# IR invisible tank



## Metryq (Sep 7, 2011)

*‘Invisibility Cloak’ Makes Tanks Look Like Cows*

No "seismic anomalies" this time, just mooing.


----------



## Vertigo (Sep 8, 2011)

It's still really only a pseudo "invisibility cloak" as it has no knowledge of the viewing perspective of the observer. So if the observer were viewing at a sharpish angle then the background displayed on the panels may not match the real background as seen from that angle.


----------



## Metryq (Sep 8, 2011)

I've considered the problems of "dynamic camouflage," which is not the same thing as invisibility. In very few words, Vertigo has nailed what sounds like a simple problem, but is actually very complex. 

The basic idea behind dynamic camouflage is that a person or vehicle is covered with video screen-like material. Micro cameras on the opposite side of the armor pick up the view to be repeated. Problem number one is reproducing the dynamic range (deep blacks to blinding whites) of the world around us. HDR or "high dynamic range" video has existed for a few years, but even the very best systems are not perfect. 

Okay, so let's assume perfect dynamic range.
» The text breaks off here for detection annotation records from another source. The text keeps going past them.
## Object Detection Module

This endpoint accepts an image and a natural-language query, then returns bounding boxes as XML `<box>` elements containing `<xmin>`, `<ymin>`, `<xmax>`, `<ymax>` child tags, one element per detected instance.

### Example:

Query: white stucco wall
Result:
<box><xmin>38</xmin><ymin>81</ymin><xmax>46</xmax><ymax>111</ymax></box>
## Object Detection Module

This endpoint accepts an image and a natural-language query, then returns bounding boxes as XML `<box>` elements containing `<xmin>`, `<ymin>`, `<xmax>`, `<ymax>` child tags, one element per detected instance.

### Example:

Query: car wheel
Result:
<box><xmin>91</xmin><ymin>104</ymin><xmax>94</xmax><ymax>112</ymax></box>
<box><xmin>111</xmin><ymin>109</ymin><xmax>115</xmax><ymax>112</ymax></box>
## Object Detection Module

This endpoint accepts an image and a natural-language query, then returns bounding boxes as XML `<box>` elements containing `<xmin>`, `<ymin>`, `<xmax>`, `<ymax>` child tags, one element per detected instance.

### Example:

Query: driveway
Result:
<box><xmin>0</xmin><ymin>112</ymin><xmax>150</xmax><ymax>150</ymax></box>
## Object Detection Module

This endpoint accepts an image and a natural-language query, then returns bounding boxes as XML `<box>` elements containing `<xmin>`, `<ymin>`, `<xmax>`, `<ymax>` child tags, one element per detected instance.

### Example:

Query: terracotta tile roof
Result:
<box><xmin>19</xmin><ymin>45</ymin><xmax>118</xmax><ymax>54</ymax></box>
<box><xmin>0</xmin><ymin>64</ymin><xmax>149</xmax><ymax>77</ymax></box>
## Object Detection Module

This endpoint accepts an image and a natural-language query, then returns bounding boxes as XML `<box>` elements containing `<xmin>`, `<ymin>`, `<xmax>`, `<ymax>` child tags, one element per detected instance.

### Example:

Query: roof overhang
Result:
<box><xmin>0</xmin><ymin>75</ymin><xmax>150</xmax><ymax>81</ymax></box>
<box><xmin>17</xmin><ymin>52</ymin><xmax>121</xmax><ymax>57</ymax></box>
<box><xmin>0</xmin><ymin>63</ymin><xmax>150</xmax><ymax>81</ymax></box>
Problem number two is "horizon." Assume someone covered in DC, like the alien in the movie _Predator_. Let's assume the user is crouched down to best illustrate this problem. Do the cameras on his back feed to the camo on his front, 180 degrees around? If so, the bright sky hitting his back will bloom on his chest. For a video DC system to work, it will need some kind of artificial horizon to roll the view. The problem is even more complex between arm and chest, or between legs—does the system produce video feedback like the art of Nam June Paik, or is it smart enough to feed through its own pickups and repeaters "straight through"?

Problem number three is parallax, and this is the biggie. We have stereoscopic vision, and unless the DC is "glasses free 3D," one eye will be offset from the repeated view. Thus, the user will not be completely "invisible," but create a glass-like refraction in the scenery. Still, there's no reason to believe that even one eye will be aligned properly. As noted by Vertigo, what if the DC armor is not aligned at all with the background, like someone viewing a TV screen from the side?

Limited invisibility (partial spectrum) may be possible one day, but I don't think dynamic camouflage is the way. (One of my favorite gaffes in a James Bond movie was in _Die Another Day_, if I'm remembering the title correctly. Q branch supplied Bond with a DC car. Bond drives up to the bad guy's lair—through snow, no less—and quietly slips out of the car when the guards' backs are turned. Upon returning, _Bond hides behind one of the car's fenders so the guards won't see him..._)

One type of "invisibility" I had never considered until I became a _Ghost in the Shell: Stand Alone Complex_ fan is the hacking of augmented reality systems. That is, everyone in this story has a cyberbrain implant that, among other things, can display data directly in the user's field of view. (Consider the translation service in *Word Lens*.) In the "Laughing Man" story arc, a computer hacker committed a "crime" in broad daylight in the middle of a crowded city plaza, yet no one saw the perpetrator's face because he arranged to hack all their cyberbrains and mask his face with a logo that earned him his nickname. (Actually, this is similar to any number of action movies where someone injects video of an empty room into the feed of a security camera, as in the movie _Entrapment_. The only difference is no one expects their own eyes to be overtaken that way.)

Perhaps invisibility is a wild goose chase. Stage magicians already know how to distract us, and special ops commandos already know how to "turn invisible" and slide through key holes. In other words, whatever the job, there is probably a far less costly way of getting something done than bending light over backwards to make a completely seamless and reliable invisibility screen.


----------



## Vertigo (Sep 8, 2011)

I tend to agree with you there Metryq, in that this kind of dynamic camouflage seems to me to fundamentally unworkable. About the only way I could see it working would be to mimic the surroundings. So if you are in a jungle you will look like jungle "stuff". This is not invisibility, just much better dynamic camouflage, making it easier to blend into the background. The only other way I could see invisibility being achieved would be some kind of lens effect that "bends" light around you from any direction. Even if there was some sort of (portable) physics that would allow this, it would seem to present a problem of not letting the person inside actually see anything outside!


----------